Call graph discovery in binary programs from unknown instruction set architectures
Håvard Pettersen, Donn Morrison
TL;DR
This work tackles reverse engineering of binaries with unknown instruction set architectures by introducing a heuristic pipeline to detect candidate call and return opcodes and to construct call graphs. It defines the Opcode Candidacy Probability Score (OCP-Score) to rank opcodes based on static cues such as absolute/relative addressing and nearby epilogue patterns, enabling automated yet ranked extraction of call graphs.
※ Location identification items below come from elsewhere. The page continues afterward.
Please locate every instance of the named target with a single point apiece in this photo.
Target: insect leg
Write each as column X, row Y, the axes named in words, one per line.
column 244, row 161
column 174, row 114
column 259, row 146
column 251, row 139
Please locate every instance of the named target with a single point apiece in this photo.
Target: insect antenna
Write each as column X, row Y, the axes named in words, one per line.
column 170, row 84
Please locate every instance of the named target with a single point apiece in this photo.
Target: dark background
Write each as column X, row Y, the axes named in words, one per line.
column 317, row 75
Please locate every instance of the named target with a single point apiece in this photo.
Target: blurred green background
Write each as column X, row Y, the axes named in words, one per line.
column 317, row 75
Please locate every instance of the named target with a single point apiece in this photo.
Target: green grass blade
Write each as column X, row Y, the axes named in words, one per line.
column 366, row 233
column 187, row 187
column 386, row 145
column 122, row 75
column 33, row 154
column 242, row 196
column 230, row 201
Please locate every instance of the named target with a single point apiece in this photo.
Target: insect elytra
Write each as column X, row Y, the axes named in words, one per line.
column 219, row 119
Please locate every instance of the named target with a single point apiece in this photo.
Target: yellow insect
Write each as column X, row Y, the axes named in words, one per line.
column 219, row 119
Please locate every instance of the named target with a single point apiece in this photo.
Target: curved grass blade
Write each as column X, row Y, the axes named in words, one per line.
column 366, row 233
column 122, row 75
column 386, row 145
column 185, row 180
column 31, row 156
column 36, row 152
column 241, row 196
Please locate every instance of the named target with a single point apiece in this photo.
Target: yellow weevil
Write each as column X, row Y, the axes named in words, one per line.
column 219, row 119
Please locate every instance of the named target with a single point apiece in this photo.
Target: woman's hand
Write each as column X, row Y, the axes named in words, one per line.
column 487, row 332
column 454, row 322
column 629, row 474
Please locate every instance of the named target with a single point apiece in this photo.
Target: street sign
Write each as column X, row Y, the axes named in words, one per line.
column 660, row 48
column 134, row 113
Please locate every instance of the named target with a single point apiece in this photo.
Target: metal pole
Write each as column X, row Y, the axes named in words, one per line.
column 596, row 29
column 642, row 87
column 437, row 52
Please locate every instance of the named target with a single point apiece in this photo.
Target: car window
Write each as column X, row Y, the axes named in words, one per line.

The method is evaluated on a small multi-ISA dataset (including Chip8, MIPS, AArch64, OpenVPN, cURL, Chipquarium), showing promising opcode detection and plausible graphs under fixed-length ISAs, while highlighting limitations for variable-length architectures and noisy data. The work provides a practical, low-dependency tool to assist reverse engineers and security analysts, with future directions including broader ISA support, NOP/disambiguation, and larger-scale validation.
Abstract
This study addresses the challenge of reverse engineering binaries from unknown instruction set architectures, a complex task with potential implications for software maintenance and cyber-security. We focus on the tasks of detecting candidate call and return opcodes for automatic extraction of call graphs in order to simplify the reverse engineering process. Empirical testing on a small dataset of binary files from different architectures demonstrates that the approach can accurately detect specific opcodes under conditions of noisy data. The method lays the groundwork for a valuable tool for reverse engineering where the reverse engineer has minimal a priori knowledge of the underlying instruction set architecture.